Wednesday 6 April 2011

0.4 air changes per hour!!

Our airtightness test went really well yesterday. The team achieved a fantastic result of just around 0.4 a.c.h., probably a bit lower, based on an internal ventilation volume of 400m3 - all the more impressive as this is the first build of this type they had worked on, and because more than half of the build is retrofitting the original structure.


We should be able to improve on that figure in the final test needed for Certification, as we were able to identify the relative weak points.

We spent a little time today working out how much extra time we spent into doing tasks that were necessary to achieve it. Our conclusion was that it was not a significant extra task. However, everyone in our team are really committed to paying attention to protecting the airtightness layer. We have not had to have a formal "Airtightness Champion" trying to watch everyone constantly, in case it was damaged.

Watch a clip of the airtightness test on YouTube: http://www.youtube.com/watch?v=nMTLfj4iXec

Monday 4 April 2011

First airtightness test

Tomorrow (5th April) is a big day for the project. Paul Jennings from ALDAS, will be conducting our first airtightness test. We have been preparing for the day by going through the whole building to ensure there are no forgotten gaps or holes.

All the windows are now in and although there are still snags and issues to be resolved, they all close well enough for the airtightness test. In the refurbished part of the house, the windows are mounted on the ouside of the original walls with the external insulation wrapping around the window frames to minimise the thermal bridging around the window edge. This also minimises the area of window frame, which helps aesthetically and improves the energy performance of the window installation because window frames are generally the poorest performing part of the window. The photo below shows a section of a window with the first of four layers of insulation attached around it.


The next photo shows another section of window with all 180mm of phenolic foam in place. The work to cut and attach the insulation was time-consuming and really unpleasant for the team -  the stuff makes you really itchy. The job was made more difficult because Kingspan would not supply their product in broad sheets of 100mm and 80mm depths. Instead we had thinner (40mm and 50mm) and smaller area sheets. This meant much more glueing and cutting. We have also had to use more of the fixings than would have been needed with the broader sheets. Thank you Kingspan.
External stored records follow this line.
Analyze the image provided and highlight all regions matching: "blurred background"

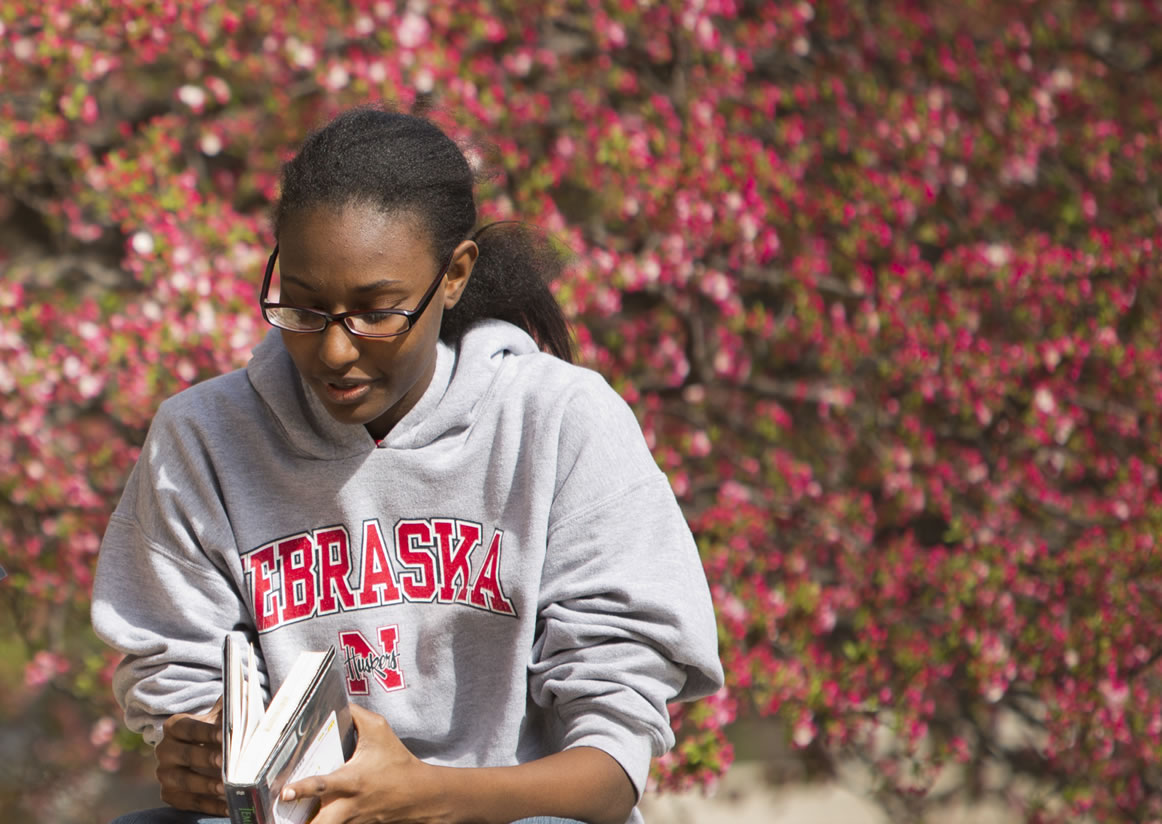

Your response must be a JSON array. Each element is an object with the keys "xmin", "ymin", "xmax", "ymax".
[{"xmin": 3, "ymin": 1, "xmax": 1162, "ymax": 822}]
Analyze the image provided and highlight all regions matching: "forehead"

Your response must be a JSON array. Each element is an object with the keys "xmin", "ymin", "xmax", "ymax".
[{"xmin": 276, "ymin": 203, "xmax": 435, "ymax": 284}]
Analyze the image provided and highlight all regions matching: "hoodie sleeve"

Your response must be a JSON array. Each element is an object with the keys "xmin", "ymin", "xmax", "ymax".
[
  {"xmin": 91, "ymin": 399, "xmax": 254, "ymax": 745},
  {"xmin": 528, "ymin": 373, "xmax": 723, "ymax": 798}
]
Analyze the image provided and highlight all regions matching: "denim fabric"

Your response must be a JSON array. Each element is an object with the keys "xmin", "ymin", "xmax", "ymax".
[{"xmin": 110, "ymin": 809, "xmax": 584, "ymax": 824}]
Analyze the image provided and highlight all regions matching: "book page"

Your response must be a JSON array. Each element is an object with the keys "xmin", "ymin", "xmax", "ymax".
[
  {"xmin": 226, "ymin": 636, "xmax": 245, "ymax": 770},
  {"xmin": 224, "ymin": 638, "xmax": 268, "ymax": 780},
  {"xmin": 235, "ymin": 650, "xmax": 328, "ymax": 783},
  {"xmin": 270, "ymin": 711, "xmax": 346, "ymax": 824},
  {"xmin": 243, "ymin": 643, "xmax": 264, "ymax": 746}
]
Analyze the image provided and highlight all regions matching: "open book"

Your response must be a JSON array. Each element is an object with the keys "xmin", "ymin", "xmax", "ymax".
[{"xmin": 221, "ymin": 636, "xmax": 356, "ymax": 824}]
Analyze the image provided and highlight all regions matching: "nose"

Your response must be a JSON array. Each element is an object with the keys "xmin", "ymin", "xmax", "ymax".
[{"xmin": 316, "ymin": 321, "xmax": 361, "ymax": 371}]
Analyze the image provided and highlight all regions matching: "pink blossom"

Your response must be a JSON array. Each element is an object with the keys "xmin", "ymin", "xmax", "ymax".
[{"xmin": 395, "ymin": 11, "xmax": 430, "ymax": 49}]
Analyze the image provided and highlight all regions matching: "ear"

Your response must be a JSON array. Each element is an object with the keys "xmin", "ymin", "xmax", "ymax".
[{"xmin": 442, "ymin": 239, "xmax": 478, "ymax": 309}]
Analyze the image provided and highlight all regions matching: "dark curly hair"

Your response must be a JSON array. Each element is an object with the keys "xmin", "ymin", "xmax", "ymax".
[{"xmin": 273, "ymin": 104, "xmax": 574, "ymax": 362}]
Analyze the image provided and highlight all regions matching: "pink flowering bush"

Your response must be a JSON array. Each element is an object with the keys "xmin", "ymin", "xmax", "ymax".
[{"xmin": 3, "ymin": 1, "xmax": 1162, "ymax": 821}]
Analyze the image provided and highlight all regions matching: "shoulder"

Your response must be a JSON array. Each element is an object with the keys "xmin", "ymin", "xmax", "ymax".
[
  {"xmin": 499, "ymin": 351, "xmax": 636, "ymax": 425},
  {"xmin": 498, "ymin": 352, "xmax": 658, "ymax": 474},
  {"xmin": 156, "ymin": 366, "xmax": 254, "ymax": 418},
  {"xmin": 149, "ymin": 366, "xmax": 261, "ymax": 444},
  {"xmin": 126, "ymin": 368, "xmax": 260, "ymax": 521}
]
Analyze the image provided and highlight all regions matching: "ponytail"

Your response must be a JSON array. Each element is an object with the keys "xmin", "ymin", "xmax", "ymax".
[
  {"xmin": 440, "ymin": 221, "xmax": 576, "ymax": 363},
  {"xmin": 275, "ymin": 105, "xmax": 575, "ymax": 362}
]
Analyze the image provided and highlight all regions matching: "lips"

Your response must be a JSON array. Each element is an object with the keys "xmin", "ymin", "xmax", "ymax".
[{"xmin": 317, "ymin": 377, "xmax": 376, "ymax": 405}]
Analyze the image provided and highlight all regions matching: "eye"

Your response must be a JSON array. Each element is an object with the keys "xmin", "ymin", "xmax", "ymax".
[
  {"xmin": 349, "ymin": 310, "xmax": 409, "ymax": 336},
  {"xmin": 265, "ymin": 306, "xmax": 325, "ymax": 332},
  {"xmin": 359, "ymin": 311, "xmax": 396, "ymax": 324}
]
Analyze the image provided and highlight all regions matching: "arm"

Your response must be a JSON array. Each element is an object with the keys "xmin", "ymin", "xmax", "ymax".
[
  {"xmin": 525, "ymin": 377, "xmax": 725, "ymax": 799},
  {"xmin": 91, "ymin": 402, "xmax": 253, "ymax": 812},
  {"xmin": 438, "ymin": 747, "xmax": 636, "ymax": 824},
  {"xmin": 285, "ymin": 705, "xmax": 636, "ymax": 824},
  {"xmin": 93, "ymin": 505, "xmax": 248, "ymax": 743},
  {"xmin": 93, "ymin": 402, "xmax": 255, "ymax": 741}
]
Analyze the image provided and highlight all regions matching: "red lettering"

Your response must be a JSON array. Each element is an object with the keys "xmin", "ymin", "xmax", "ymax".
[
  {"xmin": 338, "ymin": 626, "xmax": 404, "ymax": 694},
  {"xmin": 396, "ymin": 521, "xmax": 437, "ymax": 602},
  {"xmin": 246, "ymin": 544, "xmax": 280, "ymax": 631},
  {"xmin": 357, "ymin": 520, "xmax": 401, "ymax": 607},
  {"xmin": 469, "ymin": 530, "xmax": 515, "ymax": 615},
  {"xmin": 435, "ymin": 520, "xmax": 480, "ymax": 605},
  {"xmin": 378, "ymin": 625, "xmax": 402, "ymax": 689},
  {"xmin": 246, "ymin": 517, "xmax": 517, "ymax": 629},
  {"xmin": 278, "ymin": 535, "xmax": 316, "ymax": 622},
  {"xmin": 316, "ymin": 527, "xmax": 356, "ymax": 614}
]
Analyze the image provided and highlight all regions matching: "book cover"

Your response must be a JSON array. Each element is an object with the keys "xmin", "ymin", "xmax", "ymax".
[{"xmin": 222, "ymin": 637, "xmax": 356, "ymax": 824}]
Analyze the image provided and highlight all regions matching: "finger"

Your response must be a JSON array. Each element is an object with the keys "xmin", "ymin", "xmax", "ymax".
[
  {"xmin": 281, "ymin": 773, "xmax": 325, "ymax": 803},
  {"xmin": 281, "ymin": 766, "xmax": 355, "ymax": 803},
  {"xmin": 189, "ymin": 741, "xmax": 224, "ymax": 772},
  {"xmin": 158, "ymin": 762, "xmax": 224, "ymax": 800},
  {"xmin": 158, "ymin": 786, "xmax": 229, "ymax": 818},
  {"xmin": 305, "ymin": 796, "xmax": 354, "ymax": 824},
  {"xmin": 190, "ymin": 762, "xmax": 225, "ymax": 779},
  {"xmin": 348, "ymin": 702, "xmax": 375, "ymax": 722},
  {"xmin": 348, "ymin": 702, "xmax": 382, "ymax": 729},
  {"xmin": 159, "ymin": 771, "xmax": 226, "ymax": 808},
  {"xmin": 157, "ymin": 740, "xmax": 222, "ymax": 773},
  {"xmin": 161, "ymin": 695, "xmax": 224, "ymax": 736},
  {"xmin": 203, "ymin": 695, "xmax": 224, "ymax": 723},
  {"xmin": 164, "ymin": 713, "xmax": 223, "ymax": 747},
  {"xmin": 348, "ymin": 702, "xmax": 396, "ymax": 744}
]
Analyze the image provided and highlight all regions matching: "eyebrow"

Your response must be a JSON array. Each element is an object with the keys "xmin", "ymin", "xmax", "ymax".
[
  {"xmin": 353, "ymin": 278, "xmax": 406, "ymax": 294},
  {"xmin": 282, "ymin": 274, "xmax": 406, "ymax": 294}
]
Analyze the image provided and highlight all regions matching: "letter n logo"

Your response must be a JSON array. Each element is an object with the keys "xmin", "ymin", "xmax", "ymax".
[{"xmin": 338, "ymin": 626, "xmax": 405, "ymax": 695}]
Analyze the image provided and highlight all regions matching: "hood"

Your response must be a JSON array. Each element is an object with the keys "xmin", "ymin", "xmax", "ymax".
[{"xmin": 245, "ymin": 319, "xmax": 541, "ymax": 460}]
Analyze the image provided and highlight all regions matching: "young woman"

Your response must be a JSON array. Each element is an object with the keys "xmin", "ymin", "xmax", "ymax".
[{"xmin": 92, "ymin": 105, "xmax": 723, "ymax": 824}]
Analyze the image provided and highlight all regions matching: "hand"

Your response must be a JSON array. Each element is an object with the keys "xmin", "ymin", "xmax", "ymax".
[
  {"xmin": 281, "ymin": 704, "xmax": 453, "ymax": 824},
  {"xmin": 156, "ymin": 696, "xmax": 226, "ymax": 816}
]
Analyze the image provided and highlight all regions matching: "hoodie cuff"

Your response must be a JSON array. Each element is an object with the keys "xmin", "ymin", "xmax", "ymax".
[
  {"xmin": 561, "ymin": 719, "xmax": 656, "ymax": 801},
  {"xmin": 142, "ymin": 721, "xmax": 164, "ymax": 748}
]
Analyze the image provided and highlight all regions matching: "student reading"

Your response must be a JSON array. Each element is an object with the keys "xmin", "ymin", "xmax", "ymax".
[{"xmin": 91, "ymin": 105, "xmax": 723, "ymax": 824}]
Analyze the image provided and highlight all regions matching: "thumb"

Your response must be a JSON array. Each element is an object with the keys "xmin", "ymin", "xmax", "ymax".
[
  {"xmin": 349, "ymin": 703, "xmax": 378, "ymax": 726},
  {"xmin": 349, "ymin": 703, "xmax": 397, "ymax": 739},
  {"xmin": 281, "ymin": 762, "xmax": 355, "ymax": 802}
]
In the photo below, the airtightness tape is being applied to along the base of the window, forming a seal between the window frame and the previously parged internal window reveal. We probably have not approached this very well, as the process took longer than expected and was very fiddly. Because the parge layer was rougher than is ideal, we felt we needed to use an adhesive primer in addition to the Tescon Profil tape. It was hard to control what then becomes a very sticky combination of materials! We will need to check back with suppliers, Ecological Building Systems, to try to do it better next time.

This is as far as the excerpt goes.